Só conheci uma ave que conseguiu usar uma palavra humana quando queria algo, que liga portanto uma finalidade a uma expressão sonora aprendida. E isto, certamente, não é coincidência, pois foi uma ave que eu considero espiritualmente a mais superior de todas, ou seja, uma gralha cinzenta que tem um grito inato que corresponde ao “Kiá” das gralhas e a um convite de voar junto: é um forte, metálico e sonoro “Rackrack” ou “Krackrackack”. Se a ave quer fazer um semelhante seu voar junto consigo, faz os mesmos movimentos como vimos na gralha em casos semelhantes: por trás ela sobrevoa o outro, com as asas bem coladas balança bem junto do outro e ao mesmo tempo grita bem alto e forte o seu “Krackrackrack”, que ressoa como uma seqüência de pequenas explosões.
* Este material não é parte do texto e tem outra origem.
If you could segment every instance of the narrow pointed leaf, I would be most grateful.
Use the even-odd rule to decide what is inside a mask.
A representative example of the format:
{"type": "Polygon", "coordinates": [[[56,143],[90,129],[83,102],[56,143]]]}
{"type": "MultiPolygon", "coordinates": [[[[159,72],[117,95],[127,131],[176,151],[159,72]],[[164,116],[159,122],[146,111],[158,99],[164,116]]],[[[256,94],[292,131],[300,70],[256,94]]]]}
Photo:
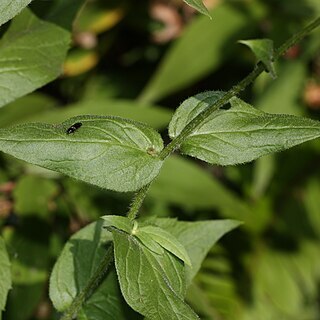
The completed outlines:
{"type": "Polygon", "coordinates": [[[156,254],[164,253],[164,249],[160,246],[160,244],[158,244],[158,242],[152,239],[152,236],[148,232],[144,232],[143,230],[139,229],[134,236],[138,238],[150,251],[156,254]]]}
{"type": "Polygon", "coordinates": [[[191,284],[211,247],[226,233],[238,227],[235,220],[207,220],[198,222],[175,219],[155,219],[155,225],[173,234],[186,248],[192,268],[186,266],[186,284],[191,284]]]}
{"type": "Polygon", "coordinates": [[[1,0],[0,3],[0,26],[25,8],[32,0],[1,0]]]}
{"type": "Polygon", "coordinates": [[[141,230],[148,233],[152,239],[158,242],[164,249],[171,252],[191,267],[188,252],[175,236],[166,230],[155,226],[142,227],[141,230]]]}
{"type": "Polygon", "coordinates": [[[150,320],[199,319],[183,301],[184,266],[169,252],[157,255],[132,235],[112,231],[115,264],[127,303],[150,320]]]}
{"type": "Polygon", "coordinates": [[[104,227],[115,227],[129,234],[131,233],[132,222],[127,217],[107,215],[107,216],[102,216],[101,219],[104,220],[104,224],[103,224],[104,227]]]}
{"type": "Polygon", "coordinates": [[[211,18],[210,13],[208,9],[203,4],[202,0],[183,0],[186,4],[188,4],[190,7],[198,10],[200,13],[208,16],[211,18]]]}
{"type": "Polygon", "coordinates": [[[184,154],[218,165],[234,165],[291,148],[320,136],[320,122],[268,114],[238,98],[219,110],[181,145],[184,154]]]}
{"type": "Polygon", "coordinates": [[[240,43],[248,46],[258,61],[261,61],[273,79],[277,77],[273,65],[273,41],[270,39],[254,39],[254,40],[241,40],[240,43]]]}
{"type": "Polygon", "coordinates": [[[152,128],[116,117],[79,116],[60,125],[0,129],[0,151],[123,192],[141,188],[158,174],[162,161],[157,153],[162,147],[152,128]]]}
{"type": "Polygon", "coordinates": [[[69,41],[68,31],[30,10],[19,14],[0,40],[0,107],[58,77],[69,41]]]}
{"type": "Polygon", "coordinates": [[[0,237],[0,319],[4,310],[8,291],[11,289],[11,265],[4,240],[0,237]]]}

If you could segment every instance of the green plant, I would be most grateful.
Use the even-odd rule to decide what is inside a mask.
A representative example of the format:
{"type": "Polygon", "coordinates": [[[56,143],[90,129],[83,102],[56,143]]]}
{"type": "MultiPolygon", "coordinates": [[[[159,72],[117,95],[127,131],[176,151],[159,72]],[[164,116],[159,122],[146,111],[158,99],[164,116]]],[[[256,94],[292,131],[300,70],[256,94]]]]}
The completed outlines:
{"type": "MultiPolygon", "coordinates": [[[[13,6],[12,14],[3,15],[0,22],[29,2],[13,6]]],[[[201,1],[190,2],[195,7],[202,5],[201,1]]],[[[65,8],[57,2],[46,15],[54,23],[41,21],[28,9],[17,16],[0,47],[0,57],[8,67],[0,76],[2,105],[58,76],[70,37],[67,30],[81,4],[72,3],[70,16],[61,21],[65,8]],[[36,33],[29,35],[29,31],[36,33]],[[48,50],[45,56],[44,51],[31,56],[25,52],[30,50],[30,38],[37,42],[33,46],[41,46],[47,37],[55,38],[43,45],[43,50],[48,50]],[[30,60],[21,56],[30,56],[30,60]],[[44,66],[48,69],[43,70],[44,66]]],[[[3,10],[0,7],[0,12],[3,10]]],[[[211,247],[240,222],[138,219],[139,210],[164,162],[176,150],[226,166],[319,137],[318,121],[266,113],[237,98],[263,71],[275,77],[274,61],[319,25],[320,18],[275,52],[270,40],[246,41],[259,61],[254,70],[227,92],[206,91],[185,100],[170,121],[171,142],[165,147],[152,127],[121,117],[76,116],[59,125],[27,123],[0,129],[0,150],[9,155],[100,188],[136,192],[126,217],[105,215],[78,231],[64,246],[50,278],[50,298],[63,313],[62,319],[128,319],[132,310],[123,309],[118,281],[126,303],[149,319],[198,319],[185,302],[187,288],[211,247]]],[[[141,100],[152,99],[157,95],[153,92],[150,85],[141,100]]],[[[242,218],[239,215],[238,219],[242,218]]],[[[2,239],[0,245],[3,308],[11,282],[2,239]]]]}

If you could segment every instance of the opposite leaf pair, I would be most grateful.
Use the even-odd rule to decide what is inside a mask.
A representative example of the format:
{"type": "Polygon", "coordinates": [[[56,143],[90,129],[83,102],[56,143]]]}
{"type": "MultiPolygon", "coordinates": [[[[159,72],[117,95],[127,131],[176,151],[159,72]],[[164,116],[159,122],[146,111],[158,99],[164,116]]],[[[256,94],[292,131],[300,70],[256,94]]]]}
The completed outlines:
{"type": "MultiPolygon", "coordinates": [[[[176,110],[169,135],[178,137],[223,92],[195,95],[176,110]]],[[[234,165],[281,151],[320,136],[320,124],[291,115],[267,114],[238,98],[202,121],[182,141],[186,155],[210,164],[234,165]]],[[[0,150],[102,188],[135,191],[160,172],[161,136],[147,125],[119,118],[78,116],[60,125],[23,124],[0,129],[0,150]],[[75,123],[82,126],[72,134],[75,123]]]]}

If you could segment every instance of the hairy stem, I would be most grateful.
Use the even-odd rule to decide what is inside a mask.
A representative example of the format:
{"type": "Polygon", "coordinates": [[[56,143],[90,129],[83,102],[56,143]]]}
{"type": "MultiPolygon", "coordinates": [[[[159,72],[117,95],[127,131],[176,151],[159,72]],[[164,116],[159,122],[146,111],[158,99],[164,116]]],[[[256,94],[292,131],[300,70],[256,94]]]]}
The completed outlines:
{"type": "MultiPolygon", "coordinates": [[[[301,41],[306,35],[308,35],[312,30],[317,28],[320,25],[320,17],[312,21],[302,30],[297,32],[291,38],[289,38],[282,46],[280,46],[274,54],[274,59],[278,59],[283,55],[289,48],[301,41]]],[[[178,149],[181,143],[188,137],[199,124],[202,123],[211,113],[215,112],[223,105],[228,103],[228,101],[243,91],[249,84],[251,84],[263,71],[265,70],[264,65],[260,62],[256,65],[253,71],[246,76],[242,81],[237,85],[232,87],[228,92],[226,92],[220,99],[218,99],[213,105],[202,111],[198,116],[196,116],[192,121],[190,121],[181,133],[173,139],[159,154],[160,159],[165,160],[171,153],[178,149]]],[[[131,220],[134,220],[137,217],[139,209],[143,203],[144,198],[147,195],[150,184],[141,188],[137,193],[135,198],[132,201],[131,208],[128,213],[128,217],[131,220]]]]}
{"type": "Polygon", "coordinates": [[[135,197],[134,197],[134,199],[131,203],[131,206],[130,206],[130,210],[127,214],[127,217],[130,220],[134,220],[137,217],[139,209],[144,201],[144,198],[146,197],[146,195],[148,193],[150,185],[151,185],[151,183],[145,185],[135,194],[135,197]]]}
{"type": "MultiPolygon", "coordinates": [[[[293,37],[288,39],[282,46],[280,46],[274,55],[274,59],[278,59],[281,55],[283,55],[290,47],[298,43],[302,38],[308,35],[313,29],[317,28],[320,25],[320,17],[311,22],[301,31],[296,33],[293,37]]],[[[215,112],[223,105],[228,103],[228,101],[239,94],[242,90],[244,90],[249,84],[251,84],[261,72],[265,70],[265,67],[262,63],[258,63],[254,70],[245,77],[241,82],[231,88],[228,92],[226,92],[219,100],[217,100],[212,106],[208,107],[204,111],[202,111],[197,117],[195,117],[177,136],[175,139],[171,141],[160,153],[159,157],[162,160],[165,160],[172,152],[179,148],[181,143],[186,139],[190,133],[192,133],[195,128],[201,124],[203,120],[205,120],[211,113],[215,112]]],[[[139,209],[147,195],[147,192],[150,187],[150,183],[143,188],[141,188],[135,195],[130,210],[128,212],[128,218],[134,220],[139,212],[139,209]]],[[[65,312],[62,316],[61,320],[72,320],[76,317],[77,313],[81,309],[83,303],[90,297],[90,295],[98,288],[98,286],[104,280],[105,274],[108,270],[109,264],[113,260],[113,245],[108,248],[108,251],[100,262],[96,272],[90,278],[87,286],[80,292],[80,294],[74,299],[70,308],[65,312]]]]}
{"type": "Polygon", "coordinates": [[[92,295],[92,293],[99,287],[105,278],[108,271],[110,263],[113,261],[113,244],[109,246],[105,256],[101,260],[99,266],[97,267],[95,273],[90,278],[87,285],[82,289],[82,291],[73,300],[71,306],[63,314],[60,320],[72,320],[75,319],[78,312],[80,311],[83,303],[92,295]]]}

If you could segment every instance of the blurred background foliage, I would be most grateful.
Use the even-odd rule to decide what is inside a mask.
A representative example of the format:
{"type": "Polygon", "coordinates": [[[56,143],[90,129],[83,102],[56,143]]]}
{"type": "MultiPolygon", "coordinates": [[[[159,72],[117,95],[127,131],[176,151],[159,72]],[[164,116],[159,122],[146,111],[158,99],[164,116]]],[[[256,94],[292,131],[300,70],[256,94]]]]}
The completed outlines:
{"type": "MultiPolygon", "coordinates": [[[[58,1],[34,0],[31,8],[44,17],[58,1]]],[[[205,3],[212,20],[181,0],[87,1],[63,75],[0,109],[0,127],[118,115],[168,141],[167,124],[184,99],[228,90],[253,68],[237,40],[271,38],[277,47],[320,14],[318,0],[205,3]]],[[[276,80],[261,75],[242,98],[266,112],[319,119],[320,30],[276,68],[276,80]]],[[[320,319],[319,163],[319,141],[236,167],[178,155],[166,162],[142,216],[244,222],[212,249],[189,290],[202,319],[320,319]]],[[[101,215],[124,214],[131,198],[1,154],[0,228],[14,282],[4,319],[56,319],[47,283],[65,241],[101,215]]]]}

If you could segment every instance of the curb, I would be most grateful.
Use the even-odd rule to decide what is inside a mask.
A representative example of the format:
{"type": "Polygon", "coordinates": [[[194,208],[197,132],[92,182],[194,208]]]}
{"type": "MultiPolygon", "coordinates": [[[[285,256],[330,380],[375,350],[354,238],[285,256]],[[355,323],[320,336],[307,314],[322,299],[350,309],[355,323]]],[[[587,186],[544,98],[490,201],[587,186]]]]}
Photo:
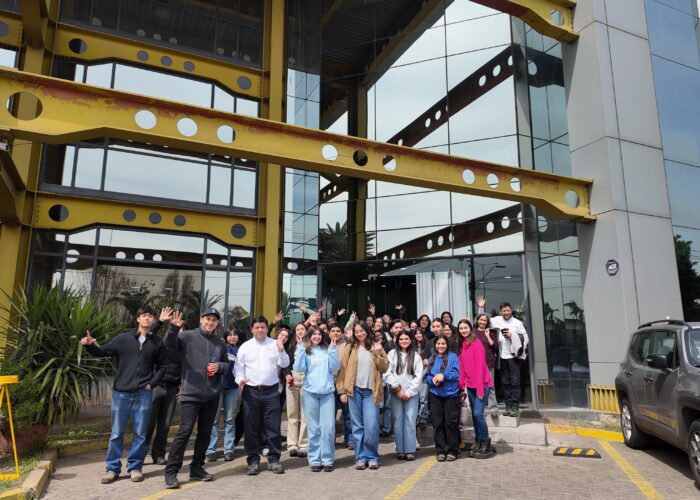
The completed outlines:
{"type": "Polygon", "coordinates": [[[602,439],[603,441],[615,441],[616,443],[624,442],[622,433],[616,431],[604,431],[602,429],[591,429],[589,427],[573,427],[552,424],[545,424],[545,429],[547,429],[547,432],[552,432],[554,434],[575,434],[581,437],[602,439]]]}
{"type": "Polygon", "coordinates": [[[0,499],[27,500],[39,498],[49,482],[49,477],[54,470],[57,459],[58,452],[56,450],[44,452],[34,470],[27,474],[27,477],[22,481],[22,486],[3,492],[0,494],[0,499]]]}

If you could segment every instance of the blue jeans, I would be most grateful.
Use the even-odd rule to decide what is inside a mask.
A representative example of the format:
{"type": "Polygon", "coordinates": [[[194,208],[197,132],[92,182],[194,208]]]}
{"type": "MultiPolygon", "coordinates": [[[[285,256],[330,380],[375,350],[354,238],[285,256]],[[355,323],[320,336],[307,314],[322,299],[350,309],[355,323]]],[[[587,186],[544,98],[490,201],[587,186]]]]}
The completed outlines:
{"type": "Polygon", "coordinates": [[[352,424],[350,423],[350,407],[348,403],[343,403],[340,401],[340,396],[335,393],[335,408],[336,411],[340,408],[343,413],[343,443],[346,445],[354,444],[352,439],[352,424]]]}
{"type": "Polygon", "coordinates": [[[301,391],[309,436],[309,465],[333,465],[335,459],[335,396],[301,391]]]}
{"type": "Polygon", "coordinates": [[[430,411],[428,408],[428,384],[421,382],[418,390],[418,423],[427,424],[430,411]]]}
{"type": "Polygon", "coordinates": [[[216,441],[219,439],[219,413],[224,409],[224,453],[233,453],[235,448],[233,441],[236,437],[236,409],[238,408],[238,389],[221,389],[219,397],[219,410],[211,428],[211,439],[207,448],[207,455],[216,453],[216,441]]]}
{"type": "Polygon", "coordinates": [[[380,431],[391,433],[391,387],[384,384],[384,401],[382,402],[382,424],[380,431]]]}
{"type": "Polygon", "coordinates": [[[355,461],[379,462],[379,408],[372,399],[372,389],[355,387],[348,405],[355,461]]]}
{"type": "Polygon", "coordinates": [[[151,419],[151,391],[142,389],[137,392],[112,391],[112,435],[109,437],[105,468],[117,474],[122,470],[122,452],[124,451],[124,433],[131,418],[134,438],[126,457],[126,471],[141,470],[146,458],[146,434],[151,419]]]}
{"type": "Polygon", "coordinates": [[[396,453],[416,452],[416,417],[418,416],[418,396],[403,401],[396,394],[391,395],[391,413],[394,416],[394,440],[396,453]]]}
{"type": "Polygon", "coordinates": [[[488,387],[484,388],[484,397],[479,399],[476,395],[476,389],[467,387],[467,396],[469,397],[469,406],[472,407],[472,422],[474,422],[474,437],[477,441],[485,441],[489,438],[489,426],[486,425],[484,418],[484,407],[489,401],[488,387]]]}

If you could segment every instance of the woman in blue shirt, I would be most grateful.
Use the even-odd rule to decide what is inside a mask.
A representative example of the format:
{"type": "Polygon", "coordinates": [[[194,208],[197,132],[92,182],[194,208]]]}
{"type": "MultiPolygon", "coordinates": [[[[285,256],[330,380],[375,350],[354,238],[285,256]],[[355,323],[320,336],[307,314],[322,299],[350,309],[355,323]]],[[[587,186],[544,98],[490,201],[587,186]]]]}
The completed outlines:
{"type": "Polygon", "coordinates": [[[438,462],[451,462],[459,454],[459,358],[448,345],[444,335],[435,338],[436,352],[425,369],[438,462]]]}
{"type": "Polygon", "coordinates": [[[321,331],[310,326],[294,353],[294,371],[304,373],[302,405],[309,436],[311,472],[333,471],[335,459],[335,383],[340,368],[335,339],[326,343],[321,331]]]}

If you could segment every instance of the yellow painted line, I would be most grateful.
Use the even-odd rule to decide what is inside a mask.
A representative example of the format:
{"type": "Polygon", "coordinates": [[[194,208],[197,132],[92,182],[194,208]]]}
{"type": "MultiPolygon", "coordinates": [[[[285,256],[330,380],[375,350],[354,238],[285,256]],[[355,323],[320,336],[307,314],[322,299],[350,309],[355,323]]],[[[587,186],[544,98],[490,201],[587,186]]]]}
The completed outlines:
{"type": "Polygon", "coordinates": [[[642,475],[637,472],[637,469],[632,467],[632,465],[623,458],[620,453],[607,441],[599,440],[600,446],[610,455],[610,457],[617,463],[617,465],[622,469],[622,472],[624,472],[627,477],[629,478],[634,485],[639,488],[639,491],[642,492],[642,494],[651,499],[663,499],[664,497],[659,493],[656,488],[654,488],[654,485],[651,484],[649,481],[644,479],[642,475]]]}
{"type": "Polygon", "coordinates": [[[576,448],[574,451],[571,452],[571,454],[572,455],[580,455],[582,451],[583,451],[583,448],[576,448]]]}
{"type": "Polygon", "coordinates": [[[573,427],[566,425],[550,425],[545,426],[549,432],[554,434],[575,434],[581,437],[591,437],[595,439],[604,439],[605,441],[615,441],[617,443],[624,442],[621,432],[604,431],[602,429],[591,429],[589,427],[573,427]]]}
{"type": "Polygon", "coordinates": [[[418,481],[423,479],[423,476],[425,476],[436,463],[437,460],[435,459],[435,457],[430,457],[423,465],[416,469],[416,472],[408,476],[408,478],[404,482],[399,484],[396,488],[393,489],[391,493],[385,496],[384,500],[397,500],[403,497],[406,493],[411,491],[411,488],[413,488],[418,483],[418,481]]]}
{"type": "Polygon", "coordinates": [[[569,451],[569,448],[559,448],[559,449],[557,450],[557,453],[561,453],[561,454],[563,455],[563,454],[566,453],[567,451],[569,451]]]}
{"type": "MultiPolygon", "coordinates": [[[[222,470],[222,471],[219,471],[216,474],[214,474],[214,479],[215,480],[221,479],[222,477],[230,476],[236,472],[243,472],[247,468],[248,468],[247,464],[241,464],[241,465],[238,465],[232,469],[222,470]]],[[[141,497],[141,500],[155,500],[157,498],[167,497],[168,495],[174,495],[175,493],[179,493],[180,491],[185,491],[185,490],[189,490],[191,488],[196,488],[197,486],[202,486],[203,484],[205,484],[203,481],[190,481],[188,483],[180,484],[179,488],[164,489],[164,490],[161,490],[157,493],[154,493],[153,495],[141,497]]]]}
{"type": "Polygon", "coordinates": [[[588,456],[595,455],[595,450],[588,450],[588,451],[586,452],[586,455],[588,455],[588,456]]]}

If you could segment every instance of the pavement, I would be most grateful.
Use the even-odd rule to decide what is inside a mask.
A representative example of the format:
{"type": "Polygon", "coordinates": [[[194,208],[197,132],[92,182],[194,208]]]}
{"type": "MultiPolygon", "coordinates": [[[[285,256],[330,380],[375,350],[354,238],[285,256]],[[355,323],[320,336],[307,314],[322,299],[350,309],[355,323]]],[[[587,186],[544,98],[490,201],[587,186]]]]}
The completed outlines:
{"type": "Polygon", "coordinates": [[[501,443],[489,460],[438,463],[432,445],[418,451],[416,461],[405,462],[394,457],[393,442],[382,440],[382,466],[376,471],[354,470],[353,452],[338,442],[334,472],[312,473],[306,459],[283,452],[285,474],[261,467],[263,472],[253,477],[244,474],[245,454],[239,447],[234,461],[206,464],[215,475],[208,483],[188,482],[190,449],[179,490],[166,490],[163,467],[150,464],[144,467],[142,483],[124,477],[102,485],[105,452],[97,451],[58,459],[44,498],[700,498],[687,455],[665,444],[638,451],[619,442],[550,433],[547,441],[548,446],[501,443]],[[601,458],[554,456],[558,446],[593,448],[601,458]]]}

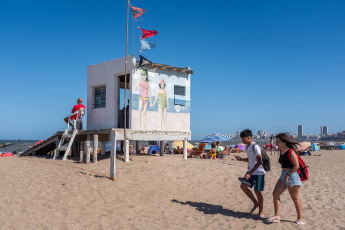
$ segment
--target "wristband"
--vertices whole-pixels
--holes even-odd
[[[289,177],[291,176],[289,173],[286,173],[286,175],[288,175]]]

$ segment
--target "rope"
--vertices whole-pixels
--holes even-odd
[[[132,17],[132,23],[133,23],[133,50],[132,55],[134,56],[134,18]]]

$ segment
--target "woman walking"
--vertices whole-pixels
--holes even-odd
[[[297,173],[299,163],[294,151],[297,143],[284,133],[276,136],[276,144],[280,149],[279,163],[282,166],[282,173],[273,191],[274,216],[267,219],[269,222],[280,222],[280,195],[288,189],[297,212],[297,220],[293,223],[305,224],[302,219],[302,202],[299,198],[299,190],[303,185]]]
Essa gralha “Roa”, chamada conforme o chamariz dos filhotes dessa espécie, ainda na velhice era íntima amiga minha e quando não tinha outra coisa a fazer, acompanhava-me em longos passeios, até mesmo em passeios de barco a motor no Danúbio ou excursões de esqui na neve. Especialmente quando já alcançara idade avançada, ela não só passou a ser tímida em relação a outras pessoas, corno também tinha aversão de lugares onde anteriormente havia-se assustado ou tido alguma experiência desagradável. Em tais lugares, além de não querer descer para junto de mim, ela não tolerava que eu permanecesse nos lugares que considerava perigosos. E da mesma forma como as gralhas-pais fazem com os filhotes descuidados, tentando fazê-los voar consigo, “Roa” nesses casos caía sobre mim em vôo rasante, por trás bem junto da minha cabeça balançando com a cauda e levantando vôo novamente; ao mesmo tempo me olhava por sobre o ombro. Junto com esse movimento inato, herdado, não gritava o chamariz próprio da sua espécie, senão chamava com som de voz humana: “Roa, Roa, Roa”! O impressionante nesse fato era que “Roa” também tinha o chamariz específico e correspondente no vôo ao “Krackrackrack” e que sempre aplicava em relação às outras aves. Se quisesse que sua esposa voasse com ele então dizia “Krackrackrack”, para seu amigo humano, porém, dizia a palavra humana! Cogitar em adestramento, nesse caso, é impossível. Só pode ter acontecido que a ave a princípio disse por acaso “Roa”, e que eu, da mesma forma, por acaso, teria ido até ela. Isso, porém, com certeza não ocorreu. Portanto, a velha gralha deve ter imaginado que “Roa” era o meu chamariz. Assim sendo, Salomão não foi o único que sabia falar aos animais, mas “Roa” é até agora o único animal que falou com sentido e conhecimento para um homem uma palavra humana, mesmo que se trate de um simples chamariz.